2018 News

New textbook focuses on financially vulnerable families

“Anyone who has ever struggled with poverty knows how extremely expensive it is to be poor.” — James Baldwin (1960)

The first textbook to focus on financially vulnerable households is now available from Oxford University Press. “Financial Capability and Asset Building in Vulnerable Households: Theory and Practice” teaches about financial capability and asset building (FCAB) through the stories of four families whose lives unfold over 23 chapters.

The authors are Margaret S. Sherraden, Julie Birkenmaier and J. Michael Collins. Building on more than 20 years of research, they set the stage with key concepts, historical antecedents and current financial challenges of families in America.

The book offers tools to students, social workers, financial counselors and human services professionals for building assets in low-income households, beyond simply stabilizing income. It focuses on how practitioners can improve financial capability and build assets in vulnerable households through direct interventions. It also encourages practitioners to advance financial services, policies and programs that benefit vulnerable populations.

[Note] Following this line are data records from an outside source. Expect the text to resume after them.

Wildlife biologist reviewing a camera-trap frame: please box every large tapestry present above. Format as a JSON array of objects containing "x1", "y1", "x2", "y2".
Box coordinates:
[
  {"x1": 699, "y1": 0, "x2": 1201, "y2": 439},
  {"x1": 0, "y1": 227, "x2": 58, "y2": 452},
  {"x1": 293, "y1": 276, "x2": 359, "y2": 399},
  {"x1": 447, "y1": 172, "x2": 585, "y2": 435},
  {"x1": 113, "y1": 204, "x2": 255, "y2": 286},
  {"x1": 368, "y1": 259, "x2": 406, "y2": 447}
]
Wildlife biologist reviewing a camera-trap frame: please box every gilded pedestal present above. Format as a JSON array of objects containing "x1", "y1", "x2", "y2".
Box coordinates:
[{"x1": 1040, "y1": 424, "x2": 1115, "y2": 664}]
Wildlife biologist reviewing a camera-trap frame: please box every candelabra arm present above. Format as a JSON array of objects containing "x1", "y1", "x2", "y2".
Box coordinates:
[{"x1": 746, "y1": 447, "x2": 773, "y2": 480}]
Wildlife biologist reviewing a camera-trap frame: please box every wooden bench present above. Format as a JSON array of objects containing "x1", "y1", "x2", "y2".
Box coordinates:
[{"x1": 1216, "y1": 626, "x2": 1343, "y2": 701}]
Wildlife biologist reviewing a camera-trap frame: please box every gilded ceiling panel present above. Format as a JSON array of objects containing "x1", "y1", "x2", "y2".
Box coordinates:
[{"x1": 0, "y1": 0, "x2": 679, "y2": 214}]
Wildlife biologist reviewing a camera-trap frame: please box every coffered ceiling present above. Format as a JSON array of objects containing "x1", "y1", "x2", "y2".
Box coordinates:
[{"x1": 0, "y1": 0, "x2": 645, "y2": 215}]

Other texts on household finance have a middle- to upper-income focus, according to Oxford University Press. But the financial challenges and choices of financially secure families are very different from those of financially vulnerable families.

“Low-income families can’t afford financial advisers for planning and problem solving,” Sherraden says. “They are on their own, making the best decisions they can — in a financial system that does not serve them very well, and sometimes exploits them.”

Sherraden is a research professor at Washington University in St. Louis and professor emeritus at the University of Missouri-St. Louis. She co-directs with Birkenmaier the FCAB initiative at the Center for Social Development, at Washington University’s Brown School of Social Work. Birkenmaier is a professor at the Saint Louis University School of Social Work.

“This book is for the students who have passion for improving the financial lives for all people,” says Collins, who is associate professor of public affairs and consumer finance at the University of Wisconsin-Madison School of Human Ecology and La Follette School of Public Affairs.

Robert Giloth, vice president of the Center for Economic Opportunity at the Annie E. Casey Foundation, calls the book a “comprehensive resource for front-line professionals and policymakers.”

“Chapters combine data analysis, historical background, and powerful conceptual frameworks, defining terms like financial capability, explaining budgets and debt, and prompting further practical reflection and application,” he says.

“Challenges and solutions are discussed in the context of the financial decisions facing real families. This timely book fills a real gap.”